- Born: London
- Died: September 2, 1992 (aged 80)
- Education: St Catharine's College, Cambridge
- Occupation: Archbishop of Canterbury
- Parent(s): Henry Calesdine Tucker, Lilian Beatrice

= Cyril Tucker =

British Anglican bishop

Cyril James Tucker CBE (17 November 1911 – 3 September 1992) was an Anglican missionary bishop.

== Biography ==
Born in London to Henry Calesdine Tucker and Lilian Beatrice, Cyril was educated at Highgate School and St Catharine's College, Cambridge and ordained in 1936. he was deaconed on Trinity Sunday 1935 (16 June) and priest the next Trinity Sunday (7 June 1936) — both times by Arthur Winnington-Ingram, Bishop of London at St Paul's Cathedral. He served curacies at St Mark's, Dalston and St Barnabas, Cambridge. In 1937 he became Youth Secretary of the British and Foreign Bible Society and in 1939 a Chaplain in the RAFVR. When peace returned he became Warden of Monmouth School and in 1949 Chaplain of Wadham College, Oxford, and Chaplain of the Oxford Pastorate.

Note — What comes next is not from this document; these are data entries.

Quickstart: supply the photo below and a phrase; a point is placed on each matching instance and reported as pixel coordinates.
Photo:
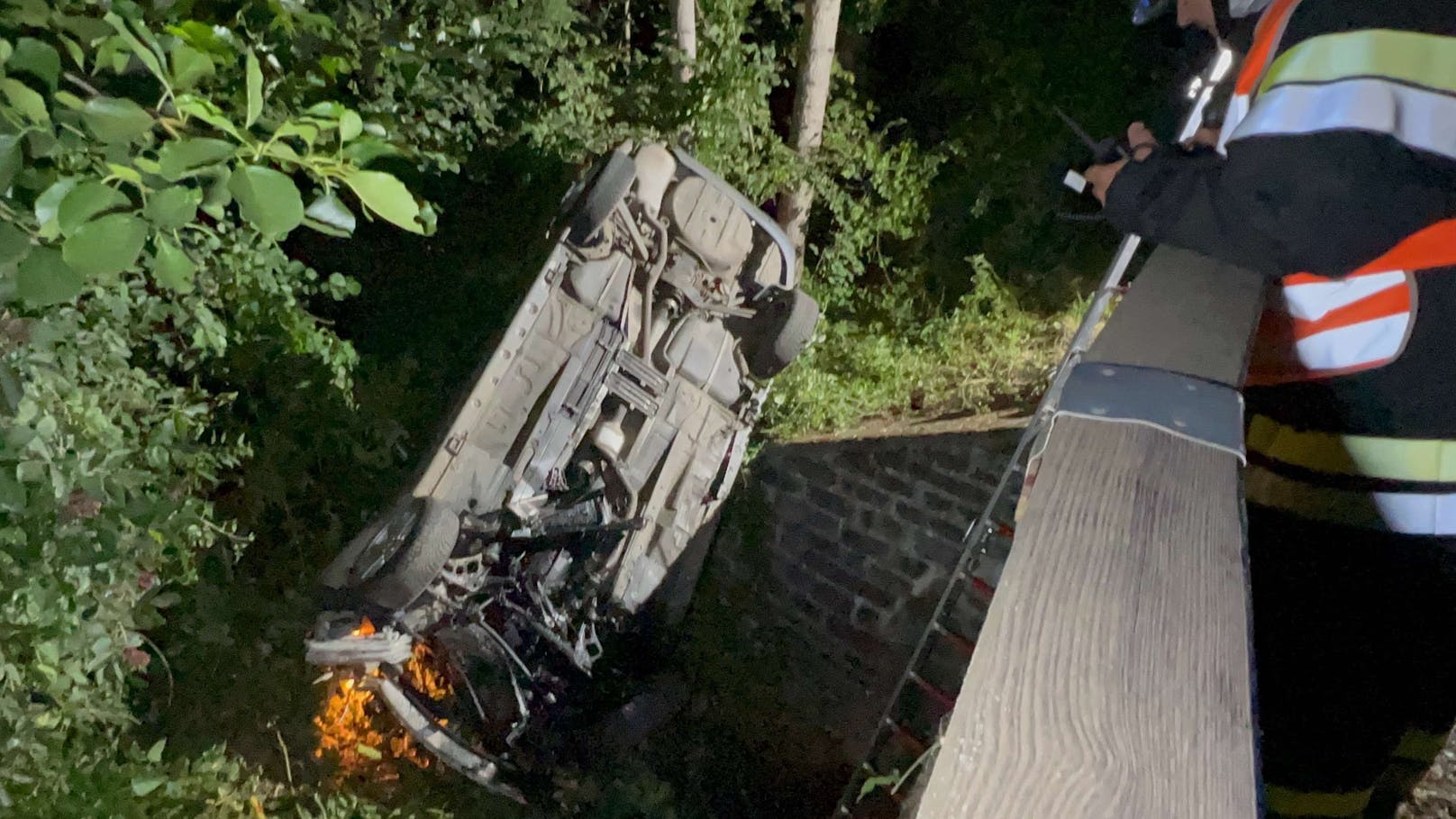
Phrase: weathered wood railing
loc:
(1113, 675)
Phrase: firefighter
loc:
(1335, 175)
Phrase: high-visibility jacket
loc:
(1340, 181)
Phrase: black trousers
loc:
(1354, 662)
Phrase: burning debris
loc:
(356, 729)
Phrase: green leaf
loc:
(325, 110)
(186, 158)
(368, 149)
(14, 243)
(387, 197)
(124, 172)
(44, 278)
(205, 110)
(12, 493)
(189, 66)
(174, 268)
(117, 120)
(106, 245)
(75, 51)
(169, 209)
(203, 37)
(85, 202)
(70, 101)
(350, 125)
(49, 205)
(35, 59)
(306, 132)
(215, 196)
(26, 101)
(148, 57)
(11, 159)
(328, 214)
(255, 89)
(267, 198)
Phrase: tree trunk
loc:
(685, 23)
(815, 68)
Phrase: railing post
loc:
(1113, 677)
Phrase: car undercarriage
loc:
(572, 496)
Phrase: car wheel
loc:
(411, 570)
(590, 210)
(779, 331)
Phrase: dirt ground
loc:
(1436, 796)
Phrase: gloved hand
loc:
(1101, 177)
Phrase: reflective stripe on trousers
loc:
(1318, 476)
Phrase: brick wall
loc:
(834, 552)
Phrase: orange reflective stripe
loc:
(1389, 302)
(1425, 248)
(1266, 41)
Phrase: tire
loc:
(779, 331)
(418, 563)
(591, 209)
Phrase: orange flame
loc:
(357, 731)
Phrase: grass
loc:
(986, 351)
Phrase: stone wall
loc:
(834, 552)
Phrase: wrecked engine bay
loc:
(569, 502)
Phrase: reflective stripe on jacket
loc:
(1401, 84)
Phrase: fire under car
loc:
(572, 493)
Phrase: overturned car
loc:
(571, 495)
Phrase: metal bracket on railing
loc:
(1191, 408)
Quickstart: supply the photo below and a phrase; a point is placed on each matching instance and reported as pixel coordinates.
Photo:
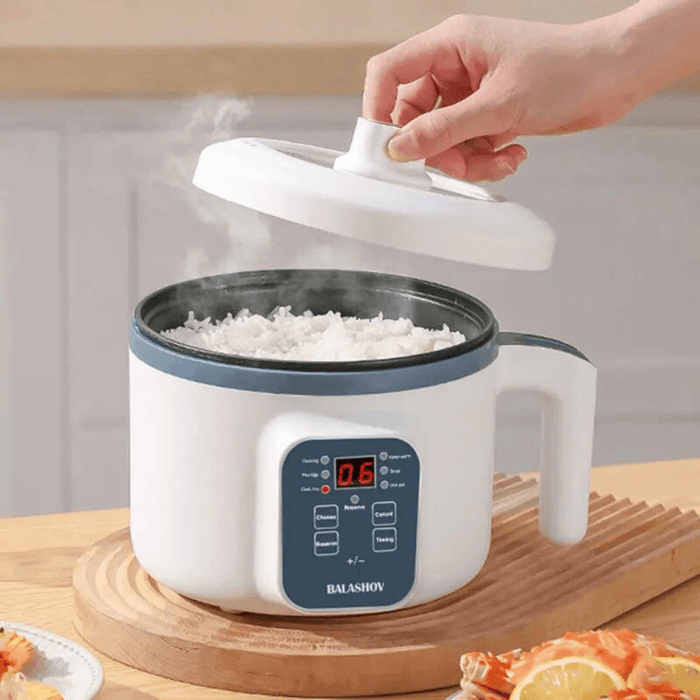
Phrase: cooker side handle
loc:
(567, 381)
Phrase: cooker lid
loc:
(364, 194)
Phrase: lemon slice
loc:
(682, 672)
(570, 677)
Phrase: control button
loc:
(326, 517)
(326, 544)
(383, 539)
(384, 513)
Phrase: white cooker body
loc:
(206, 483)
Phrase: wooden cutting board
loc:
(529, 590)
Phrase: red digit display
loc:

He was Vicar of Holy Trinity, Cambridge, Rural Dean of Cambridge and Chaplain of the Cambridge Pastorate until 1963 when he was ordained to the episcopate: he was consecrated a bishop by Michael Ramsey, Archbishop of Canterbury, on 18 October 1963 at Westminster Abbey. He was Bishop in Argentina and Eastern South America until 1974. When he became Bishop, in addition to Argentina itself, the Diocese included Paraguay, Uruguay and the Falkland Islands. In 1969, the five northern provinces of the Argentine Republic were constituted as a separate diocese; in 1973 Paraguay became a separate diocese and jurisdiction over the Falkland Isles passed to the Archbishop of Canterbury.